Apparently unwilling to write balanced news on the subject, the Herald has resorted to publishing a biased, one-sided article, complete with screaming front-page headline, but calling it an "editorial." In this "editorial," the Herald does not directly state its position; the paper just writes the article in a one-sided manner. That way, the Herald can take sides in its news coverage, while hiding behind the false label of the editorial.

Take a look at what the Herald did on September 3, 2008. No editorial page was published in the regular edition. That was odd, I thought; the Hyde Park Herald, with no sophomoric opinion page? Then I looked at the Herald Extra, which like the Herald is published weekly on the same dates. Usually, the Extra is a throwaway ad paper. But not on September 3. On the front page is a green banner proclaiming "Herald Editorial." Below that, in three-quarter-inch-high headline type is "U. of C. ad campaign denies secrecy." That's a news headline, not an editorial headline.

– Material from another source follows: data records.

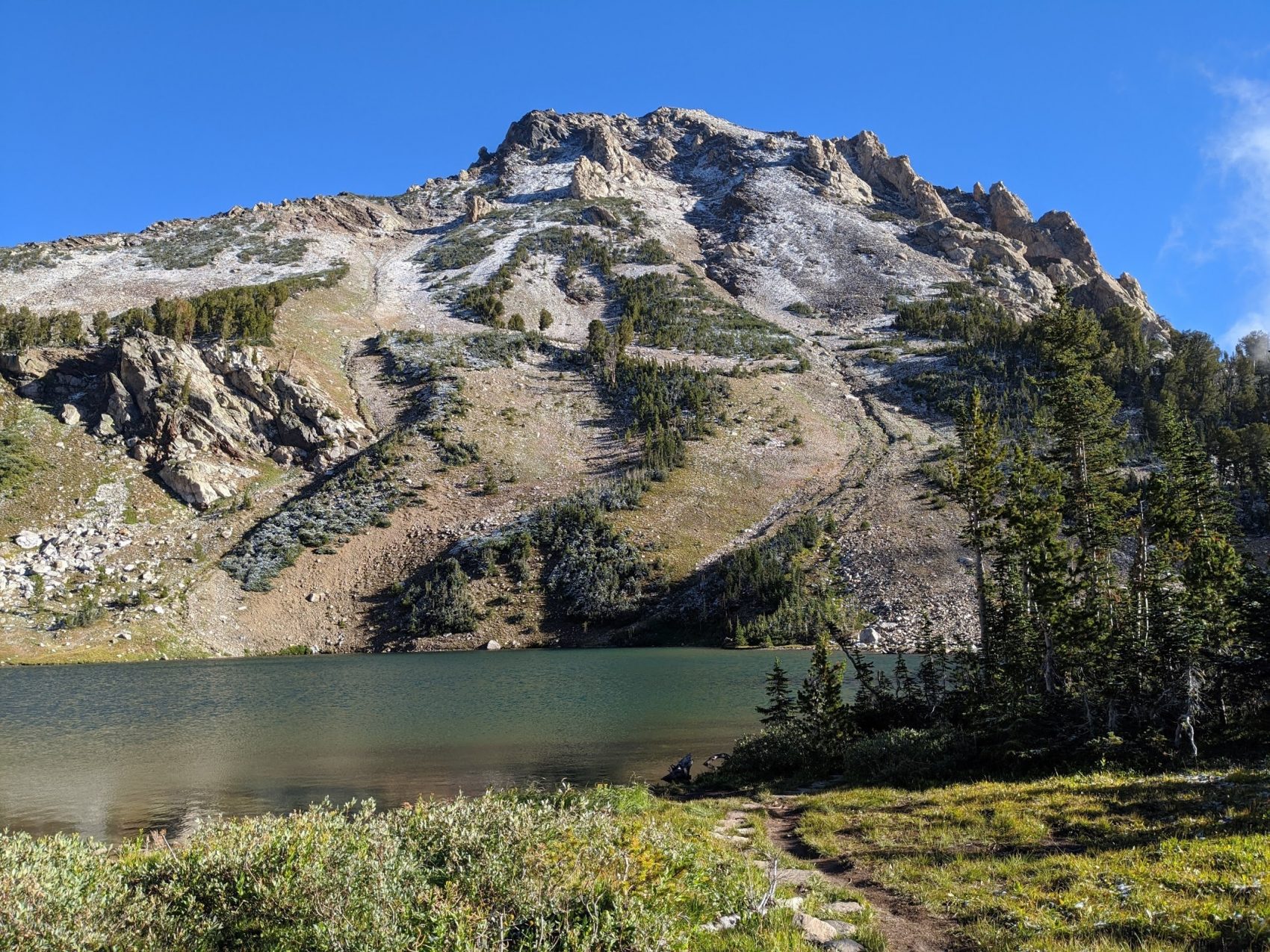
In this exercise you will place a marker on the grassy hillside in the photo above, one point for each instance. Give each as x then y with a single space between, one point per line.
1103 862
1086 862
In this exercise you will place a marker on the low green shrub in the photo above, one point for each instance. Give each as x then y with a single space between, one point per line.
609 868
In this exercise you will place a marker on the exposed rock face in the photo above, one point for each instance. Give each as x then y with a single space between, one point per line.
190 410
23 367
201 484
478 207
882 170
965 244
826 163
609 169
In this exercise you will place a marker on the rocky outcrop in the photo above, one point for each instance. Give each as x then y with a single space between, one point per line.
967 244
478 207
535 131
823 161
607 169
1059 249
202 484
197 413
883 172
23 367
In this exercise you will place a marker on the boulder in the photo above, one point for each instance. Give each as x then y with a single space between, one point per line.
199 482
105 427
843 908
25 367
813 930
660 152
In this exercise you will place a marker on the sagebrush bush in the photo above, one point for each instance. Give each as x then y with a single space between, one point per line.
609 868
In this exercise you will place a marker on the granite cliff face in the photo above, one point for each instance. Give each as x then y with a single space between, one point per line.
787 250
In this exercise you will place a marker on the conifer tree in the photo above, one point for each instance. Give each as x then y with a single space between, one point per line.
977 479
820 701
778 709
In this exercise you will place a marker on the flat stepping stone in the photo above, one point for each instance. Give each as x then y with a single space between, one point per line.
843 908
794 877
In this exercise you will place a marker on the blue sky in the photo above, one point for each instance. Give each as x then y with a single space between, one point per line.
1148 121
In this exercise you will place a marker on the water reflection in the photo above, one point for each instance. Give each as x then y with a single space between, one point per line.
114 749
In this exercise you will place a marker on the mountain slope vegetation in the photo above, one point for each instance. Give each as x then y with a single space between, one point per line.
559 397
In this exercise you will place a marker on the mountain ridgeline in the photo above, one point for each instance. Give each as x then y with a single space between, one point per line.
620 381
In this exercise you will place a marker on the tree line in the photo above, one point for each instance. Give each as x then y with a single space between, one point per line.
1121 613
244 314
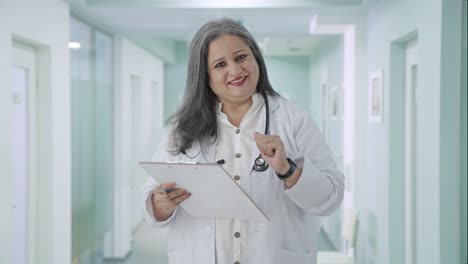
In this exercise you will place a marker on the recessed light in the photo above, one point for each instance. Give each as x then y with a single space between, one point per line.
74 45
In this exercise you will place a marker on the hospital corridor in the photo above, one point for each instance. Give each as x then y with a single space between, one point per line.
87 88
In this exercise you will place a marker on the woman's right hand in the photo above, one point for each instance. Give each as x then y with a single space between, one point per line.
164 202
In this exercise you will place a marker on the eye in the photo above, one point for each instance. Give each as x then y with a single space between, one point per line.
221 64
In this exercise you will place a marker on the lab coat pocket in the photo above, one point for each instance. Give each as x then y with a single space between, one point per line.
287 256
183 256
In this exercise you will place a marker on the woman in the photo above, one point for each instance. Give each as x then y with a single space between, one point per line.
228 101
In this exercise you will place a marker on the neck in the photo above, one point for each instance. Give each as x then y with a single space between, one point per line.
235 112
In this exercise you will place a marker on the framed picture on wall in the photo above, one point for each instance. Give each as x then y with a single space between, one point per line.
375 96
334 103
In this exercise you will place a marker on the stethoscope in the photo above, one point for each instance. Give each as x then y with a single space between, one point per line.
260 164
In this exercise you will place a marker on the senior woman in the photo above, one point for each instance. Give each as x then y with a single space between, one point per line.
270 147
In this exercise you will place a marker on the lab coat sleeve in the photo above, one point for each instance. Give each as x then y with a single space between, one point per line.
321 185
147 190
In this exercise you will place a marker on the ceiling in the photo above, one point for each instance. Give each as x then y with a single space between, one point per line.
280 26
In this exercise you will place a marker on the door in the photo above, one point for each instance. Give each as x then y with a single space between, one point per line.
23 157
411 77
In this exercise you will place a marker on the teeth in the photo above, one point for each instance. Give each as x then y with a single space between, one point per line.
238 80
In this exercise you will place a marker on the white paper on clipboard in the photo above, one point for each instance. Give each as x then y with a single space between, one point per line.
214 192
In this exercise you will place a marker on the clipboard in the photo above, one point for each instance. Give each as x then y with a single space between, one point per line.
214 192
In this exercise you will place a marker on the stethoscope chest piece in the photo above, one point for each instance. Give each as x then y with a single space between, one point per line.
260 164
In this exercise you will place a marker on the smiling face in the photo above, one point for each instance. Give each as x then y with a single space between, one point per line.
232 69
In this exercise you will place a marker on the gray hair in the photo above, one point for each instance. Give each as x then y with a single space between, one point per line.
195 119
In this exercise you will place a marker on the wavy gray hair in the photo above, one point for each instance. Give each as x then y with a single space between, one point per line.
195 119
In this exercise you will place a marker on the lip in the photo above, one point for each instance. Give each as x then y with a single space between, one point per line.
238 81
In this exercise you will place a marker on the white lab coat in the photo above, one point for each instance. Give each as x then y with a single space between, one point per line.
290 235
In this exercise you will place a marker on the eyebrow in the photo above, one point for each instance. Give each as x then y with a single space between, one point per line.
223 57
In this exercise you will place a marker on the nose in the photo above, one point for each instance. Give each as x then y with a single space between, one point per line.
234 69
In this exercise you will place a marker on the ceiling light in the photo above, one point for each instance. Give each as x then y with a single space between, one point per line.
74 45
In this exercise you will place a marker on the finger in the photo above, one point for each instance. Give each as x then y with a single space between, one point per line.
166 186
176 192
181 198
259 142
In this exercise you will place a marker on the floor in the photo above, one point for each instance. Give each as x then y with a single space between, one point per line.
147 249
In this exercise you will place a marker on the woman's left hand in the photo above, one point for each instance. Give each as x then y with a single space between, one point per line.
272 149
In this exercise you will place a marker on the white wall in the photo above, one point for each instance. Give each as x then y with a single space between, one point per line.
390 21
129 149
326 66
43 25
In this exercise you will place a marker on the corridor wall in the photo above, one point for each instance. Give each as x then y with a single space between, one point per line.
437 221
43 26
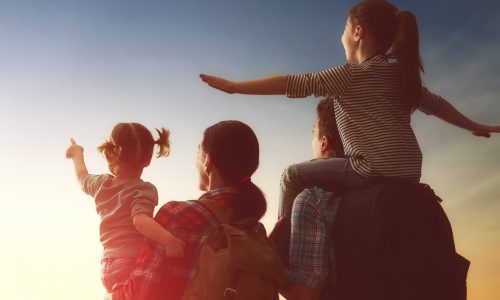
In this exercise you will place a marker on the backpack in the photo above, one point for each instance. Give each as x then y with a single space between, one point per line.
236 263
394 242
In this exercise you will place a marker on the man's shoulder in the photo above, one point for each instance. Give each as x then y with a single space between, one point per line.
317 194
187 215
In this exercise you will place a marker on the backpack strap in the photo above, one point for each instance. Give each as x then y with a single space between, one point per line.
231 291
215 210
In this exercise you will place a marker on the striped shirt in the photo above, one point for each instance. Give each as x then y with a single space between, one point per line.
373 123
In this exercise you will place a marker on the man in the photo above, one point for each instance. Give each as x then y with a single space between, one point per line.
313 214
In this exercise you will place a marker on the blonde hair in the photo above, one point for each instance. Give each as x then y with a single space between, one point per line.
132 144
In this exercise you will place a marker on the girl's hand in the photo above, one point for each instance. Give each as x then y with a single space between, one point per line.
174 247
74 150
485 131
219 83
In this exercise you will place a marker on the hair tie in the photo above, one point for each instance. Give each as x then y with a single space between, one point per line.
245 179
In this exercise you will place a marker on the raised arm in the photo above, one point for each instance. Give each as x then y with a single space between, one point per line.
275 85
451 115
149 228
75 153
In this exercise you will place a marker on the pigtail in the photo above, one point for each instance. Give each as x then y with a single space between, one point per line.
163 141
406 50
110 151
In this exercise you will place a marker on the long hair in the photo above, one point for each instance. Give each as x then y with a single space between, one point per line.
234 150
327 125
395 34
132 144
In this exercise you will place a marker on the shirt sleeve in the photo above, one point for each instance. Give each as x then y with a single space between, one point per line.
309 263
92 183
332 82
144 200
430 103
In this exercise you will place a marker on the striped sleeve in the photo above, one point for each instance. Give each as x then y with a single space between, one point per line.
332 82
90 183
430 103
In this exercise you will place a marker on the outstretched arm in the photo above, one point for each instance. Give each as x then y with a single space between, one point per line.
451 115
75 153
149 228
275 85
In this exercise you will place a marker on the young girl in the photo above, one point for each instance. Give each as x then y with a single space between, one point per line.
123 201
374 99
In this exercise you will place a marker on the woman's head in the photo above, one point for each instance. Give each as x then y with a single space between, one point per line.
233 149
392 33
131 146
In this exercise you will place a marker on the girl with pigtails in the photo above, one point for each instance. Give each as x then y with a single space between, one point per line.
375 93
123 201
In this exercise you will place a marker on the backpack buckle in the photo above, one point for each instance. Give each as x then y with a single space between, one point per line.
230 293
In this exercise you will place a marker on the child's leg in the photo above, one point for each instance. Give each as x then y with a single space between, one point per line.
116 270
327 173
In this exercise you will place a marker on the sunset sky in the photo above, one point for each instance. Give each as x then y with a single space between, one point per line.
73 68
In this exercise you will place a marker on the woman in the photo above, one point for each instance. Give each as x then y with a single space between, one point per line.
227 157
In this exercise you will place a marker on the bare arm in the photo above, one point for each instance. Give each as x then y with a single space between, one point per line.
451 115
275 85
149 228
75 153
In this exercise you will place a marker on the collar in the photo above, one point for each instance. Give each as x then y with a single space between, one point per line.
221 197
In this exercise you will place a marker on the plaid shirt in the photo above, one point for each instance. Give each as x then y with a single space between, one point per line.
160 277
311 246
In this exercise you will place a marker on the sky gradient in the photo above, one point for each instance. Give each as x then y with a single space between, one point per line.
76 68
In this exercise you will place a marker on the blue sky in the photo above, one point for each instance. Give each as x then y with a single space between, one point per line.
76 68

The article is written totally from the perspective of 3rd Ward Alderman Pat Dowell, who purports to dislike the University's purchase of property in the ward "without her knowledge" and "not respecting her authority." (Last I heard, property purchases don't require an alderman's prior knowledge or permission, but that's another topic).

There's no above-board Herald opinion in this September 3 piece; it's all Dowell's opinions and actions: Dowell released, Dowell's charge, Dowell's concern, Dowell expressed anger, Dowell said. If the Herald has a policy position on this issue, they haven't shown the courage to say what it is. It's a lot easier to simply spread fear and loathing.

Why didn't the Herald publish this sorry piece on the front page of the main paper? Maybe that would've been just too far off the sleaze chart. No, better to put it in a supplement like the Extra. Nobody cares about journalistic standards there.....uh right, Herald?

Herald, your September 3 so-called "editorial" was cowardly and sneaky. Herald, old buddy, you've been caught. Busted. You're not even good at yellow journalism.